In the Bush administration’s most infamous “torture memo,” dated August 1, 2002, Assistant Attorney General Jay Bybee wrote to then-White House Counsel Alberto Gonzales: “Physical pain amounting to torture must be equivalent in intensity to the pain accompanying serious physical injury, such as organ failure, impairment of bodily function, or even death.” An American interrogator who inflicted anything short of this level of pain on a detainee in the war on terror would not be committing torture, he argued, and therefore could not be charged with that crime under the federal antitorture law.
Bybee’s purpose in adopting such a definition of torture was clearly to give interrogators maximum leeway to inflict physical pain in order to obtain information. Where did his definition originate? In international law? No. From scholarly commentary on torture? No, again. Bybee drew on an entirely unrelated body of law, federal health-care law, which mandates the alleviation of pain rather than justifying its infliction. In my judgment, Bybee’s reasoning is not simply faulty, it is perverse. It exemplifies the sort of reasoning that has given us lawyers a bad name.
The federal antitorture law prohibits acts “specifically intended to inflict severe physical or mental pain or suffering,” but leaves those terms undefined. Seeking a definition, Bybee did not turn to the most obvious sources for interpreting the statute, such as the UN Convention against Torture and Other Cruel, Inhuman, and Degrading Treatment, which the U.S. antitorture law was designed to implement, or to the significant body of international case law and scholarly commentary interpreting that convention. Instead, he googled the entire thirty-eight-volume United States Code in search of the phrase “severe pain.” He discovered several general statutory provisions, but none dealt with torture or international law more generally. In fact, they all fell under the heading of health-care law; as Bybee acknowledges, they “defin[e] an emergency medical condition for the purpose of providing health benefits.” What Bybee does not acknowledge is that the central example of the provisions he cites is found in the Emergency Medical Treatment and Active Labor Act, colloquially known as the “antidumping law.”
That law was passed by Congress in 1986, in response to public outcry after hospital emergency rooms were found to be turning away or “dumping” seriously ill patients who were not able to pay for treatment. The law requires every hospital that receives funds from federal programs such as Medicare to perform a medical evaluation of each person who seeks treatment in its ER. If the individual has an “emergency medical condition,” the hospital must stabilize that condition before discharging the patient, or arrange for a transfer to another facility. What is an “emergency medical condition”? It is a condition that manifests acute symptoms of such severity (including severe pain) that “the absence of immediate medical attention could reasonably be expected to result in placing the health of the individual...in serious jeopardy”; “serious impairment to bodily functions”; or “serious dysfunction of any bodily organ or part.”
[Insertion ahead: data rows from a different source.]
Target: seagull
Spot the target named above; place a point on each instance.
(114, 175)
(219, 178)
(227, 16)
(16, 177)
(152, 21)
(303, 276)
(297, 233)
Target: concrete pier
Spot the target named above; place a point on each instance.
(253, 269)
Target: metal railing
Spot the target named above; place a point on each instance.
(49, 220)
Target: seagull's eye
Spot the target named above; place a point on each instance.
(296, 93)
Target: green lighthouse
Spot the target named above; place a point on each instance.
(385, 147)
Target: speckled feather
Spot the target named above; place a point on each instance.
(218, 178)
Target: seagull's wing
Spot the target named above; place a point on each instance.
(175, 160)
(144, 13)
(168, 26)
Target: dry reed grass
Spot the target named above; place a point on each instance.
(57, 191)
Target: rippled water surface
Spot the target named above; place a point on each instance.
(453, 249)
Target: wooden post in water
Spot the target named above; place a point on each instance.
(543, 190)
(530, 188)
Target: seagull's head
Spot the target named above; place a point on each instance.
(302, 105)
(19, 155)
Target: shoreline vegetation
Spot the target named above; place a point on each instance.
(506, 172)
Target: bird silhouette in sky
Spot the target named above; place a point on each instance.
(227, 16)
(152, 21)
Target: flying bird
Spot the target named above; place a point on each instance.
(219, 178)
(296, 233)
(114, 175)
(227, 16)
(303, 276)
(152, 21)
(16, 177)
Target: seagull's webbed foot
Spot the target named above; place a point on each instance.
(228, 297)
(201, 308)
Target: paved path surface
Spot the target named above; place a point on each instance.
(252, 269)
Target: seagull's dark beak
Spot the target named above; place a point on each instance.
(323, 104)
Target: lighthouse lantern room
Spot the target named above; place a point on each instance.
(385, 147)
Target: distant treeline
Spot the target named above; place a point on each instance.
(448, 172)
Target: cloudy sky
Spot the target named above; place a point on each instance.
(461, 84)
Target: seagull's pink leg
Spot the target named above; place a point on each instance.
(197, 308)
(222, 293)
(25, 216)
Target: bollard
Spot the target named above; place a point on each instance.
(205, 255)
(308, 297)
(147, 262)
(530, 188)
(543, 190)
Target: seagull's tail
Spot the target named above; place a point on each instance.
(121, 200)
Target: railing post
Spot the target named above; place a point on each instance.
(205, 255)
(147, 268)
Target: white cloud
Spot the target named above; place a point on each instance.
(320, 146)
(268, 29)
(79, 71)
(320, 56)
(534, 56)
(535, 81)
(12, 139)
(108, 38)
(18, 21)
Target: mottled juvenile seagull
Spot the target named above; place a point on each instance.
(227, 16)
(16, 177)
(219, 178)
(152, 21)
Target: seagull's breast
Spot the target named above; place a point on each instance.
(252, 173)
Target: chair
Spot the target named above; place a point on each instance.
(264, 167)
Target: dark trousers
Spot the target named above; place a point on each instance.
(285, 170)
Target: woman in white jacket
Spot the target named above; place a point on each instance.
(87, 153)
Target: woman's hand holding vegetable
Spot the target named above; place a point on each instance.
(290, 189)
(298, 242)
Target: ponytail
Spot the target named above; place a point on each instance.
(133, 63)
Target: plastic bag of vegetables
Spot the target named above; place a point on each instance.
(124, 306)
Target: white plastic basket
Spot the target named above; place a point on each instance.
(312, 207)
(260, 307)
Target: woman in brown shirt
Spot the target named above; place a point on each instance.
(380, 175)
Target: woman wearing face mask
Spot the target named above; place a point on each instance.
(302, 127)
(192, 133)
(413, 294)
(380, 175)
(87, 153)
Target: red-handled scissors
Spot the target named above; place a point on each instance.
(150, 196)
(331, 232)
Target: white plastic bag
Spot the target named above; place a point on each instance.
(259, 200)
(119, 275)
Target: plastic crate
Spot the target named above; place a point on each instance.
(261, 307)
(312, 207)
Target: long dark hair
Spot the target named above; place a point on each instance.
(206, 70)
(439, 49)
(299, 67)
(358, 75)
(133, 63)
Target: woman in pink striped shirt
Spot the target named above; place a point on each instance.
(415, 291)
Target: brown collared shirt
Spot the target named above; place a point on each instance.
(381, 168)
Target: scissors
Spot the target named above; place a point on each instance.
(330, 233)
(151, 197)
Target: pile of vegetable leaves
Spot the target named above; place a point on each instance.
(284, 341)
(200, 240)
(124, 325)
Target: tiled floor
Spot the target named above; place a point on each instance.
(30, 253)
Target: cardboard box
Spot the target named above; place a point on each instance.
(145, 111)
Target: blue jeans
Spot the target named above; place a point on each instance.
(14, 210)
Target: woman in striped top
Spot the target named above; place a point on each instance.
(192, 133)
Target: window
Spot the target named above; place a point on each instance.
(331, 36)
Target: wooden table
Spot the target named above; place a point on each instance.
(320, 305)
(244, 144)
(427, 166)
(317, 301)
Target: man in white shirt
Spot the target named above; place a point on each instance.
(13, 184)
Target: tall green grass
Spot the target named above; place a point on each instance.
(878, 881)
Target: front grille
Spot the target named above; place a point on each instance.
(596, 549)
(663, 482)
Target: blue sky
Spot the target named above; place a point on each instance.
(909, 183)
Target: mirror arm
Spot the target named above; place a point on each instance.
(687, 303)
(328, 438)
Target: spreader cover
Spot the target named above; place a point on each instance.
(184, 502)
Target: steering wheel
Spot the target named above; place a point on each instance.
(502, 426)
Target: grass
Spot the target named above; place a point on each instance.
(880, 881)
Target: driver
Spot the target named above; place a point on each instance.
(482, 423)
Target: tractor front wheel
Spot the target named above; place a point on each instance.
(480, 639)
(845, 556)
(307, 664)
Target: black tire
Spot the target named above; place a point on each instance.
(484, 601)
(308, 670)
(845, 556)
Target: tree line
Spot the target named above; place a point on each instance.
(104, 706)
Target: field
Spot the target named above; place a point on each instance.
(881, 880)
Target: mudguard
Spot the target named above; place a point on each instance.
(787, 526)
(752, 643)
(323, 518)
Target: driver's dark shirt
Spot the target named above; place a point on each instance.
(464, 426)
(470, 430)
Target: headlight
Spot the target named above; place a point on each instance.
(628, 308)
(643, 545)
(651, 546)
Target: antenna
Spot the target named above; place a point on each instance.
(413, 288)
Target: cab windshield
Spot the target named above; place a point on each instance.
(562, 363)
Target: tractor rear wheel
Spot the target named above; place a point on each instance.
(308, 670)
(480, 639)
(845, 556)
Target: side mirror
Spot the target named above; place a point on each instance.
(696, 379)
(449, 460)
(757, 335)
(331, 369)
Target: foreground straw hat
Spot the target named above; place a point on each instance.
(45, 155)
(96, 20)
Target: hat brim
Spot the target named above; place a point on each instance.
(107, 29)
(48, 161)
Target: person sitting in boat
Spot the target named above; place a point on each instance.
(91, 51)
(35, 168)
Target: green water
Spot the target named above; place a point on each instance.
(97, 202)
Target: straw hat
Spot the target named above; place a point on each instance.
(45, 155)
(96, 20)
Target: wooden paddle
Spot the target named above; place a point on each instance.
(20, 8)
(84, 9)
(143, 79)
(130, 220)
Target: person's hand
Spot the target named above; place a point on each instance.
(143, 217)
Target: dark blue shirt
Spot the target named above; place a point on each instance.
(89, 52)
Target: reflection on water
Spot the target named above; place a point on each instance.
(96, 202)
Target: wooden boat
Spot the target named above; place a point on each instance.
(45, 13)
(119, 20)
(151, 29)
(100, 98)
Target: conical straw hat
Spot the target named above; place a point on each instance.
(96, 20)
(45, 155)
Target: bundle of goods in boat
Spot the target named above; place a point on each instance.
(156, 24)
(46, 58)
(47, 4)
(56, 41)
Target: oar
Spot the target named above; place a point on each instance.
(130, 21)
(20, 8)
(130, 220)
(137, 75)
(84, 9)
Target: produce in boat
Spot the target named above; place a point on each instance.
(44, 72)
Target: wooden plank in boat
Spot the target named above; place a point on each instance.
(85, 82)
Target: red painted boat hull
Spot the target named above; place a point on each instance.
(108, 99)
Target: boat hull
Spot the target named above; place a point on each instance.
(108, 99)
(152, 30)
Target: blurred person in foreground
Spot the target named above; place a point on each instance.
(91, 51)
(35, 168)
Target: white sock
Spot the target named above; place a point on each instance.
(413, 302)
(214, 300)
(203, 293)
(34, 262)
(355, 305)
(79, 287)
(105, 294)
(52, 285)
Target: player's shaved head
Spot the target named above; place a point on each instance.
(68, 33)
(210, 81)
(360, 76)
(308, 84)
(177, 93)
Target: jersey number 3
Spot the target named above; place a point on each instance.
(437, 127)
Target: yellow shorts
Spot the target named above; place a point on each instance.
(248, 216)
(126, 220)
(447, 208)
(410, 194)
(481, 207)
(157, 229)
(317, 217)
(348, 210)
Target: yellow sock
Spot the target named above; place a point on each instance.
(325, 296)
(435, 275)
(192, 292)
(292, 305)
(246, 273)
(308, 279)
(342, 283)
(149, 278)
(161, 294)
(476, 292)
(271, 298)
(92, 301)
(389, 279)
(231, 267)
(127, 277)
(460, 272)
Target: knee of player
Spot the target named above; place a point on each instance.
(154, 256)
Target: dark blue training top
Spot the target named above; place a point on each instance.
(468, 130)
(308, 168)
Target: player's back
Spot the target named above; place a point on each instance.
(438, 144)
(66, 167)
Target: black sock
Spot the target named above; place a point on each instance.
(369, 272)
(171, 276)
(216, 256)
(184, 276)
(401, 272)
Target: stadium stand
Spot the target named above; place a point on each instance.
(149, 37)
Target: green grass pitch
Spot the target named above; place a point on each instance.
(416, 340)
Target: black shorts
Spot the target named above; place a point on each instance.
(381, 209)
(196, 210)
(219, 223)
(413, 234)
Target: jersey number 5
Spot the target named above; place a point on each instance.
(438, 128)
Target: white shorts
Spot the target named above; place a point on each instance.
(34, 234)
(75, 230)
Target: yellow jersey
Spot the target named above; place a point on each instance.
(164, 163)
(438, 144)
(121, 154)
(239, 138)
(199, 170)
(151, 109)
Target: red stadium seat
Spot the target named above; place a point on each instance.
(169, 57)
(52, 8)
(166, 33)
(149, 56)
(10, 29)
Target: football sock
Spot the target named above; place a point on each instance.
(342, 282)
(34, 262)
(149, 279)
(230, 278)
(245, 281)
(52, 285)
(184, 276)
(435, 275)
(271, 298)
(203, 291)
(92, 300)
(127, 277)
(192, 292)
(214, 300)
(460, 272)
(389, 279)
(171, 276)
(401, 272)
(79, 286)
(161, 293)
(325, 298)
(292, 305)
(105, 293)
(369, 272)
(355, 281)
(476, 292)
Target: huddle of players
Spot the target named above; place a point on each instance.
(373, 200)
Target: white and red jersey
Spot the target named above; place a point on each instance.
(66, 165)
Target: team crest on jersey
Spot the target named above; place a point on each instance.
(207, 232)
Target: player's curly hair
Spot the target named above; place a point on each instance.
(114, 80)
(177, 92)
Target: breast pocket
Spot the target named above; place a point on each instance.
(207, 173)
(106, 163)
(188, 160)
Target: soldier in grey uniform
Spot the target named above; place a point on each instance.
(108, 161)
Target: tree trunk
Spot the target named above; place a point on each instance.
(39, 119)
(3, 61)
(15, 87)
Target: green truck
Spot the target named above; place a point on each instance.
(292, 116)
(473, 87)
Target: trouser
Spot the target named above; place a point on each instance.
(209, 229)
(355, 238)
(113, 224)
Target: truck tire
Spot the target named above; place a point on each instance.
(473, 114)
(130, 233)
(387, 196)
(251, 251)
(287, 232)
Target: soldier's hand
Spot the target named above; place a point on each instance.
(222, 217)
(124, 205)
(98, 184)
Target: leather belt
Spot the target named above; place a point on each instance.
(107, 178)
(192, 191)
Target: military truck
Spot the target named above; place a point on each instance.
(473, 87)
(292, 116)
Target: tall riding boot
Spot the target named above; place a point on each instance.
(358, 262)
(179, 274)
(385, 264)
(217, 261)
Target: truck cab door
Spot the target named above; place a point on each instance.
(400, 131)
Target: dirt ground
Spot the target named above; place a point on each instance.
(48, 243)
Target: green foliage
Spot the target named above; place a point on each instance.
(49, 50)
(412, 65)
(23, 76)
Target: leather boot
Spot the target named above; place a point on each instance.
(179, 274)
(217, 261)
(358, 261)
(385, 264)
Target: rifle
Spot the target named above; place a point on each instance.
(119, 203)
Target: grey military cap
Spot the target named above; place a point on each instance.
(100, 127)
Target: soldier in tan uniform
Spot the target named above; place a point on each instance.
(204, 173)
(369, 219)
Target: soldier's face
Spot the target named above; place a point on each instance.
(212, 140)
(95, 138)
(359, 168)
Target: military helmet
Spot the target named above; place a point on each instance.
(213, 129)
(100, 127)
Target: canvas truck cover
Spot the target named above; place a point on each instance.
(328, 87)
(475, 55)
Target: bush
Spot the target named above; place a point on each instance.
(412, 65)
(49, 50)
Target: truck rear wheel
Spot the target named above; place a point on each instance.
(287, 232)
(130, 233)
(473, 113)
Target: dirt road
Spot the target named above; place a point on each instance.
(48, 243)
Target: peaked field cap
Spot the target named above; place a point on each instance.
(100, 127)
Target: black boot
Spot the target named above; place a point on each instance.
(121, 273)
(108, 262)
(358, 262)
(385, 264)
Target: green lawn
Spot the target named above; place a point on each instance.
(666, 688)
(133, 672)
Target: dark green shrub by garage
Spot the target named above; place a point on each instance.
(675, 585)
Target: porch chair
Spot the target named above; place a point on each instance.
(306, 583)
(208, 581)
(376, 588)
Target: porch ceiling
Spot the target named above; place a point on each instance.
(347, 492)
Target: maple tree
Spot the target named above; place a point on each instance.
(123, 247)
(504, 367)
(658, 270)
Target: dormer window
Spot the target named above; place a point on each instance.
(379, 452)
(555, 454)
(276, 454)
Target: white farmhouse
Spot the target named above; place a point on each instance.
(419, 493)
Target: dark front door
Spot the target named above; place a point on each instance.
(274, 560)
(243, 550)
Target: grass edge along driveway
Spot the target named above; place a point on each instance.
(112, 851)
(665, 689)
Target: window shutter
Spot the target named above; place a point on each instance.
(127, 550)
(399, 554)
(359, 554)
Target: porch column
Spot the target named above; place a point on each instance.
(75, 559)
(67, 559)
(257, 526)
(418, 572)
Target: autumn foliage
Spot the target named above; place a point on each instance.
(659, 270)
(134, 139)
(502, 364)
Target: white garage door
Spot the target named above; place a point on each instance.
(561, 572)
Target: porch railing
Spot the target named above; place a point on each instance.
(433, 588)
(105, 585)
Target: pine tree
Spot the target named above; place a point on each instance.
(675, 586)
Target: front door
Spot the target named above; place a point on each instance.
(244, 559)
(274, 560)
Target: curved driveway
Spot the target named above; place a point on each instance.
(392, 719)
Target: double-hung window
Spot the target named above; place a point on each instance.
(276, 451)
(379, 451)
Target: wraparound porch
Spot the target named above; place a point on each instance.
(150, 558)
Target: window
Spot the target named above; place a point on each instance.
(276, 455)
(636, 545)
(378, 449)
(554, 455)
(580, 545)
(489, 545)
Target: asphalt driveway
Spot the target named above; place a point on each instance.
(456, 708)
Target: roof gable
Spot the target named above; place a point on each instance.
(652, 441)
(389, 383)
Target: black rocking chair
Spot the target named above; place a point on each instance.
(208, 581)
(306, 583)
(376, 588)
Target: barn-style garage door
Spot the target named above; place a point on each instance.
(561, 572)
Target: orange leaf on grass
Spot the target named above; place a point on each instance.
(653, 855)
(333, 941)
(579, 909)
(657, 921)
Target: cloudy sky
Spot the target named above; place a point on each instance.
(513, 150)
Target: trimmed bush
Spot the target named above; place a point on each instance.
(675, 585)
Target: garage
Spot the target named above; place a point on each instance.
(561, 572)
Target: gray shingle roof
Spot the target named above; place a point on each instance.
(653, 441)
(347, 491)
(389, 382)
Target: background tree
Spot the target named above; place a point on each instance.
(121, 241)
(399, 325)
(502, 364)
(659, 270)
By manipulating this definition of “emergency medical condition,” Bybee concocted his definition of torture as severe pain “equivalent in intensity to the pain accompanying serious physical injury, such as organ failure, impairment of bodily function, or even death.” How did he manage it? In a nutshell, Bybee rearranged the elements of an “emergency medical condition” found in the antidumping law to define the term “severe pain,” and then reasoned that when it came to interrogating alleged terrorists, anything up to that threshold did not count as torture. But Bybee’s attempted definition of “severe pain” is totally spurious, and not simply because it is circular. Bybee also distorts the elements of an “emergency medical condition” that he invokes: the antidumping law requires serious dysfunction of an organ or body part, not organ failure, as Bybee alleges; and it speaks of serious jeopardy to health, rather than the threat of death.
What is most objectionable in Bybee’s misuse of the definition of an “emergency medical condition” is his utter insensitivity to the larger moral purpose of the statutory provisions he is interpreting, for the bottom line of the antidumping law and its corollaries is that severe pain constitutes an emergency medical condition that demands immediate treatment. Respect for our common humanity means that virtually nothing is more important than alleviating such suffering. Efficiency is not more important: Medicare HMOs cannot require prior authorization from enrollees who seek emergency treatment for severe pain. Nor is money more important: hospital ERs are legally obliged to treat patients who are in severe pain, regardless of their ability to pay. Even immigration status can’t trump treatment: in 2004, the U.S. House of Representatives balked at proposed legislation that would exclude illegal aliens from the protection of the antidumping law.
For Bybee (now a Bush-appointed judge on the U.S. Court of Appeals) to use a group of statutory provisions designed to alleviate physical pain in order to justify inflicting pain is literally perverse (perversus)—it is argument turned the wrong way ’round. His twisted attempt to limit the prohibition against torture by drawing on bits and pieces of a definition of “emergency medical condition” fashioned for an entirely different purpose undermines the fundamental moral insight the antidumping and antitorture laws have in common: the conviction that fellow human beings experiencing great physical suffering exert a moral claim on us. Turning our faces away when we have the power to alleviate the grave pain of others not only derides their human dignity, but it also compromises our own. Intentionally inflicting such pain, even as a means to a very important political end, is an unspeakable crime.